Typical, I thought. He’s put them somewhere.

 “You’ve put them somewhere, Alan. Think. Try to remember.”

“I’m sure I haven’t done anything with the spoons.”

“Sure?”

“I think I am.”

“Completely?”

“Completely what?”

“Sure.”

“What do you mean?”

“Is it possible you’ve moved the spoons, like the car keys, and don’t remember what you’ve done with them?”

“Well… I suppose it’s possible.”

They turned up in the rubbish bag, revealed by an unfamiliar metallic scraping noise as I carried it out to the bin.

A week later, Alan disappeared.

I had expected to find him outside weeding around the shed which we’d both agreed needed doing as soon as possible because it looked a mess. But, finding the nettles, dandelions and shepherds’ purse undisturbed and, in fact, no sign of activity whatsoever, I feared the worse. Dashing back into the house, I grabbed a coat and a hat and set off down the road to look for him.

He couldn’t have gone far.

Although Alan hated shopping he was a regular customer at Mr Bahnwali’s convenience store where he bought occasional newspapers and, once a month, collected his copy of The Artist which he’d ordered especially. I decided to try here first only to discover that my husband, disappointingly, hadn’t been seen. Then to add to my frustration, I allowed myself to get annoyed by the shopkeeper’s silly comment about my hat.

Didn’t he realise the seriousness of the situation?

Hurrying on towards the centre of the small market town in which we live, with its sparse midweek population of elderly folk and others with nothing better to do, I became increasingly unsettled by the indifference of the world around me. What’s more, I was very worried for Alan and I was weary and lonely with the burden I’d acquired by default.

“You just don’t know how it’s going to end,” I was thinking. “You just don’t know. Everything’s tickety-boo then… funny expression… tickety-boo. Tickety-boo, tickety-boo. Then, bang, out of the blue it’s all gone pear shaped. You just can’t see it coming… You never know…You never know…”

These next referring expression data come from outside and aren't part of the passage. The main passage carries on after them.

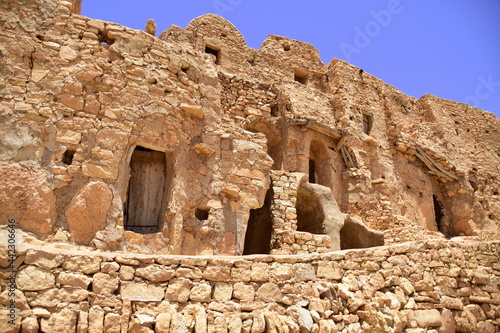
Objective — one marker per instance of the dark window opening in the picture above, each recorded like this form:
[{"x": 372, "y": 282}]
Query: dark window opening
[
  {"x": 68, "y": 156},
  {"x": 438, "y": 213},
  {"x": 310, "y": 215},
  {"x": 274, "y": 110},
  {"x": 367, "y": 123},
  {"x": 104, "y": 39},
  {"x": 320, "y": 168},
  {"x": 259, "y": 228},
  {"x": 312, "y": 171},
  {"x": 473, "y": 181},
  {"x": 201, "y": 214},
  {"x": 213, "y": 51},
  {"x": 300, "y": 76},
  {"x": 143, "y": 211}
]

My progress had ground to a halt by a bus stop where I suddenly realised that I had been talking aloud to myself and the queue of pensioners and mothers with toddlers was staring in my direction with expressions ranging from concern and fear to amusement and mockery.

“It’s all right,” I said, recovering a bit. “I’m looking for a husband. I mean my husband… It’s all right.” And I carried on down the street.

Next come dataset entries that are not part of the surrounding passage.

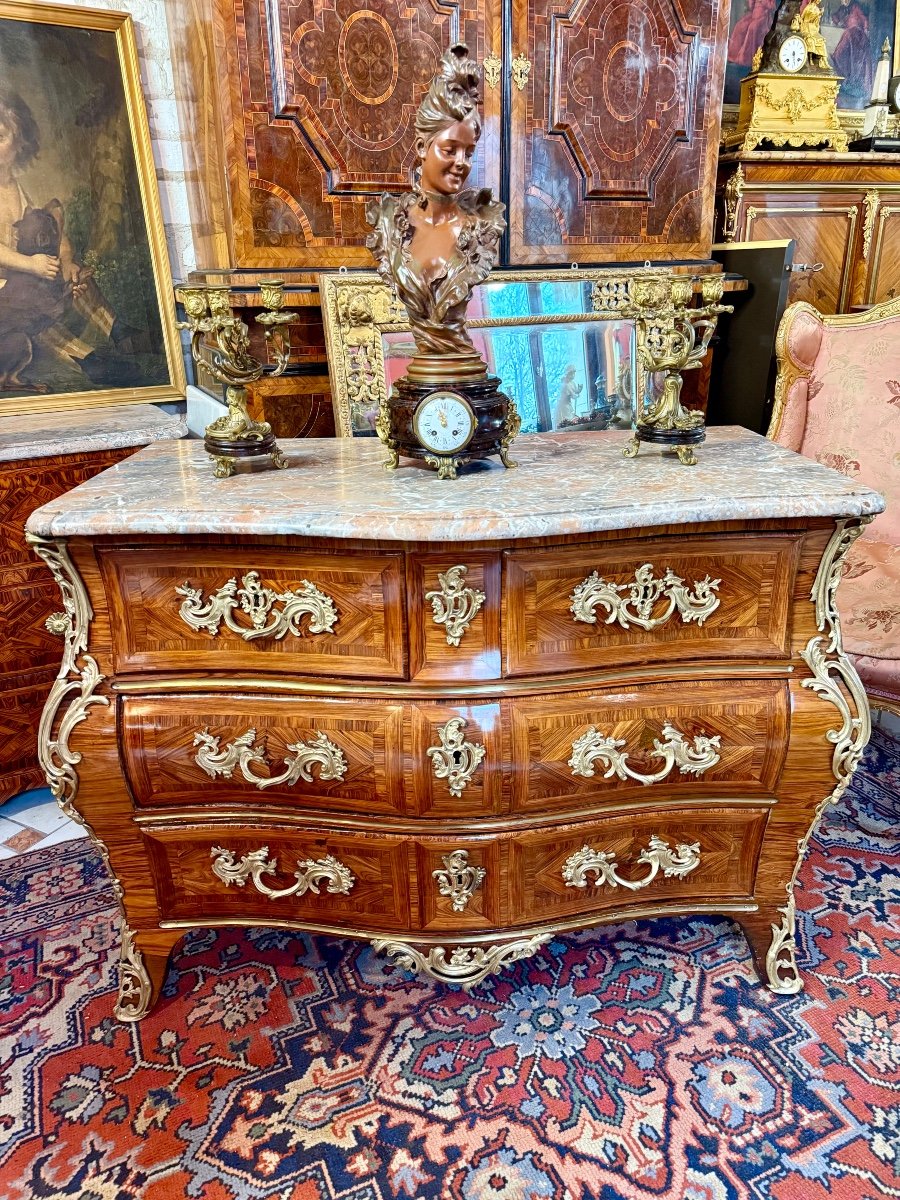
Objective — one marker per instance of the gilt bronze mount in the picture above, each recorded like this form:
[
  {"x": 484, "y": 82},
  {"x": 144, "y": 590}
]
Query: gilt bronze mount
[
  {"x": 237, "y": 436},
  {"x": 673, "y": 336}
]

I was beginning to wonder whether Alan had perhaps not wandered off at all and maybe I should have searched the house a bit more thoroughly as he might have had a fall in the downstairs loo, when I was distracted by a 3 for 2 offer in the window display of Drugsavers. But, while gazing at their shop front, I saw the reflection of Oxfam on the opposite side of the road and it reminded me of the other place he might have gone.

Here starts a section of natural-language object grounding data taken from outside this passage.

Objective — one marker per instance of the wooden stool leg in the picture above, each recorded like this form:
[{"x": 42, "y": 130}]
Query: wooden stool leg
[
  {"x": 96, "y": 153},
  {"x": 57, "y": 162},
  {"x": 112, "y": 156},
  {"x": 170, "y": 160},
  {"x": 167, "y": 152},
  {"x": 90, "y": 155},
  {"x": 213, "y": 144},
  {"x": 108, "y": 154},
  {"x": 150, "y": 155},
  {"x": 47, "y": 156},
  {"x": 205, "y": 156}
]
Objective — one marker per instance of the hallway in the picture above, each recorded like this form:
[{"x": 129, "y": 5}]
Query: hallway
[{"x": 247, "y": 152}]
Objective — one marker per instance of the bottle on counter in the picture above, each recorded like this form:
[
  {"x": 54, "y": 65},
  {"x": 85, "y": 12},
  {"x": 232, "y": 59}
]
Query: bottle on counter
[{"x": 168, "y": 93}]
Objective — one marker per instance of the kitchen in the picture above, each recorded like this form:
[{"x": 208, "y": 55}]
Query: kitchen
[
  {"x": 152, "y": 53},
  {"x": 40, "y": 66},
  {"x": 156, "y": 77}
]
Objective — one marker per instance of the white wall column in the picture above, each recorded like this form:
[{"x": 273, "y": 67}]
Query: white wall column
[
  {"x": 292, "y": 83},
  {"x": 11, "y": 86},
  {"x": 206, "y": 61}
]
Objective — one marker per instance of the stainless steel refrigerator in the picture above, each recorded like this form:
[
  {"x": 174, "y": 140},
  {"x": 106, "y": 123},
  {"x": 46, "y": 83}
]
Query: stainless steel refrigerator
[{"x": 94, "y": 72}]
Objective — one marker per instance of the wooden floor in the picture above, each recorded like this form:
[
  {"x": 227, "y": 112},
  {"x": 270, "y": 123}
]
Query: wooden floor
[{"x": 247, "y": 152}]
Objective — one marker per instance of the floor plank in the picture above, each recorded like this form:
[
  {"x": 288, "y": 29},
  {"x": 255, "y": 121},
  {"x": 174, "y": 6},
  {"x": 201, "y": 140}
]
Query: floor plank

He loved the books, you see.

“They have an excellent collection,” he’d say, as he unloaded another pile of tatty so-called art books onto the already groaning shelves.

Personally I think he just liked ogling the nudes.

Anyway, rather than wandering aimlessly about the town, it occurred to me that I needed to get a bit more focused, as they say. So I turned around and started to cross the road.

Those buses! You don’t hear them coming! Luckily, the hand of my guardian angel grabbed me by the shoulder and dragged me back.

It was Alan.

“So there you are!” I exclaimed. “Where have you been?”

“I’ve been looking everywhere for you,” he said. “And why are you wearing my hat?”

“So that’s gratitude for you!” I thought, but I didn’t say anything. “Shouldn’t upset the poor old chap.”